# city limits fishing-Sugar Land



## redfish..yum (Nov 17, 2011)

After years of fishing every pond, ditch and river in the area, finally found a couple of honey holes. Took a while to learn what bait they prefer at each spot but as the old cliche goes, thats why they call it fishing not catching. Can't wait for spring to get here (or for the bar exam to be done with) to see if there are any beasts waiting to be caught. Background in pics gives a good idea as to location but if your not from the area, have fun searching for them just as i did for so long.

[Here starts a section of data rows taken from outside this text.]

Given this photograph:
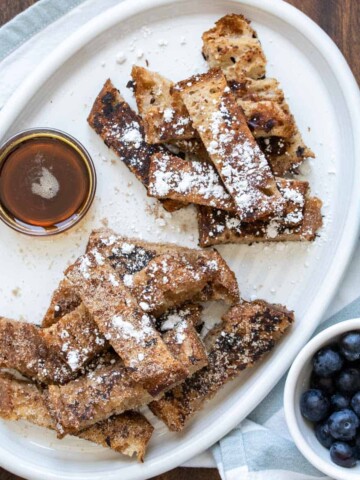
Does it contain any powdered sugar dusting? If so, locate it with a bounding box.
[149,152,234,210]
[119,122,143,148]
[111,312,154,346]
[66,350,80,371]
[163,108,174,123]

May share in a pm if you have any honey holes yourself.


----------



## OttoMan (Sep 8, 2011)

Nice catch, may have figured out the first spot i sent PM but im sure im wrong in the PM.


----------



## sac-a-lait (Feb 19, 2009)

pic #1 looks like oyster creek and #2 looks like by the airport or across the street from there


----------



## GreyGoose (Jul 26, 2008)

I know both of those locations, Good looking fish, Although i havent tried either place, maybe tomarrow.....


----------



## Farmer Jim (May 21, 2004)

That first picture is right by our house when I lived in Hall Lake subdivision. Since the sugar mill closed and quit killing all the fish every couple of years, there is good fishing all around there. At 6:00 every evening I used to throw bread to the catfish from my dock on Brooks canal. By the time I moved, I had a fifty ft area of two to ten pound cats boiling the water every evening. Also caught some nice bass on the south side of where Brooks Canal came off of Oyster Creek near where you took that first pic.


----------



## wug (Nov 11, 2009)

Our neighborhood pond in Sugar Land yielded 25+ crappie and a four bass Saturday. When the Red Buds start blooming the crappie come up shallow...white Beetle spins seem to work in finding the school along the shore.


----------